Hej… då

Lo que más le sorprendió fue que le dirigiera la palabra. Ya resultó extraño que hubiese escogido ocupar el asiento de al lado, cuando todo el vagón estaba libre, pero Santiago tenía la mente demasiado lejos de allí como para dar importancia a ese detalle. Sin embargo, que la desconocida hubiera abierto la boca para pronunciar las claras sílabas de un saludo rompió tan fuertemente la idea preconcebida que él tenía de los suecos que, por un momento, no pudo reaccionar. No es que no supiera cómo reaccionar; simplemente, la imprevista iniciativa lo había dejado tan descolocado que no pudo reaccionar en absoluto.

Después de un largo silencio que cualquier español medio hubiese interpretado como un claro signo de desinterés, Santiago respondió al saludo. Sin embargo, su inesperada interlocutora, una mujer rubia y delgada de unos cincuenta años, no pareció molestarse por el tiempo que el hombre había necesitado para formular su respuesta. En lugar de eso, miró más allá de él hacia el exterior de la ventanilla y comentó, como si fuesen dos viejos amigos que compartieran el viaje:

—Acabamos de empezar el puente.

Santiago siguió la mirada de la sueca y las revueltas aguas del estrecho de Öresund le confirmaron sus palabras, aunque él prefirió regresar a su huraño silencio.
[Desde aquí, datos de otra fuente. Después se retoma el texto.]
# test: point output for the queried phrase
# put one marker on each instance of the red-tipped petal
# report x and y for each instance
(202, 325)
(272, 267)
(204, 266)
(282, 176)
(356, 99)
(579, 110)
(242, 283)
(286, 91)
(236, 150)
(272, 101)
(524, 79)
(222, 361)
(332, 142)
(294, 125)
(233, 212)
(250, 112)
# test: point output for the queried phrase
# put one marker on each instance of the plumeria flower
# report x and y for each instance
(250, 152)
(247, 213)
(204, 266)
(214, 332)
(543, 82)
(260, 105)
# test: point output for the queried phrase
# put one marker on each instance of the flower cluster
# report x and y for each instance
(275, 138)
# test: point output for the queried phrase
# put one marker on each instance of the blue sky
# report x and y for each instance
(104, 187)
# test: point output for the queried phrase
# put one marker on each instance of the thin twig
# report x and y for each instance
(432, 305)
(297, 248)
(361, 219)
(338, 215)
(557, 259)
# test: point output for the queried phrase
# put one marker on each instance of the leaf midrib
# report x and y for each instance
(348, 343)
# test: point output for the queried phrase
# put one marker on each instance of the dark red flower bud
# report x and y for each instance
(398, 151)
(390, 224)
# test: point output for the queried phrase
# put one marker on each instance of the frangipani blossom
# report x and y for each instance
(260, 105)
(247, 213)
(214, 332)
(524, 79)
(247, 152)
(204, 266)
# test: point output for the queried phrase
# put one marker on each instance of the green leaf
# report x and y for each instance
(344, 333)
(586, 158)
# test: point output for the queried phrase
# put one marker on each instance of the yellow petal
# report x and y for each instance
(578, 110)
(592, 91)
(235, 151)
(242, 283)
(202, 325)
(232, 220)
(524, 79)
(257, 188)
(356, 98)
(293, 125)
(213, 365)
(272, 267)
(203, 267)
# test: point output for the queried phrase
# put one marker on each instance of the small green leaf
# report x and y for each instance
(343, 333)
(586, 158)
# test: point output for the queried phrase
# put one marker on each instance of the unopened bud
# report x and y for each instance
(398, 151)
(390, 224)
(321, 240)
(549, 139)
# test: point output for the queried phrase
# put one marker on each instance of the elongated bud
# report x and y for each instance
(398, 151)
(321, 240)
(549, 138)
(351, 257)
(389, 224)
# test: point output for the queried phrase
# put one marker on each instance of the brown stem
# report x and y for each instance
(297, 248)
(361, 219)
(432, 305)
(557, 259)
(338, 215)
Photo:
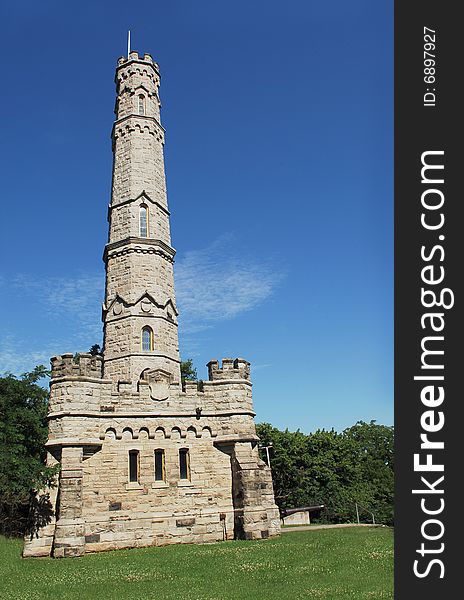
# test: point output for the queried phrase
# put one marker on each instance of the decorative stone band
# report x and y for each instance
(134, 58)
(143, 195)
(142, 124)
(144, 354)
(151, 246)
(142, 414)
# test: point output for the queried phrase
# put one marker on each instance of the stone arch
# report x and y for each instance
(191, 432)
(206, 432)
(176, 433)
(160, 433)
(144, 434)
(110, 433)
(127, 434)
—¿Es la primera vez que pasas por aquí? —preguntó ella, decidida a no permitir que el hombre se zambullera de nuevo en sus recuerdos.

—No, han sido muchas, tantas que ya he perdido la cuenta. —La mujer le había dirigido la palabra en inglés tras el saludo inicial, pero Santiago decidió responderle en un sueco imperfecto. Por algún motivo inexplicable, si lo forzaban a hablar prefería hacerlo en ese idioma.

—¡Vaya! Habría jurado que no hablabas sueco —admitió ella—. ¿De dónde eres originalmente, si no te molesta que te lo pregunte?

—No me molesta —mintió él—. Soy español, pero he pasado los últimos años de mi vida residiendo en Lund.

—¡Lund! Qué extraño. Espera, ¿trabajas quizás para la universidad?

—Ajá.

—Ah, ah. Ya, ahora lo entiendo. Un sobrino mío se doctoró en la Universidad de Lund, pero ahora está en una ciudad de Japón, aunque no recuerdo el nombre. Era una ciudad pequeña. ¿Puedes creerlo? ¡Japón! Aunque claro, tú tampoco te has ido a un sitio cercano a tu país.

Santiago intentó recuperar el silencio, pero la mujer continuó llenando el aire con palabras mientras el tren se movía con rapidez sobre las aguas del estrecho. Al cabo de unos minutos de monólogo, la sueca preguntó:

—¿Llevas mucho tiempo en Suecia? Supongo, por tu maleta, que te diriges al aeropuerto. ¿Una visita familiar, tal vez?

El hombre negó con la cabeza, reacio a ofrecer tanta información personal a una desconocida. La pregunta, sin embargo, había azuzado sus emociones, por lo que, coincidiendo con el momento justo en el que las vías del tren regresaban a tierra firme, contestó:

—Vuelvo a España. Tras cuatro años en los que he estado cruzando este puente con relativa frecuencia, es posible que hoy sea la última vez que lo haga.

Y fue entonces cuando, lleno de una súbita nostalgia que poco tenía que ver con su país de nacimiento, Santiago comprendió el origen de ese peso invisible que lo había estado oprimiendo desde esa mañana.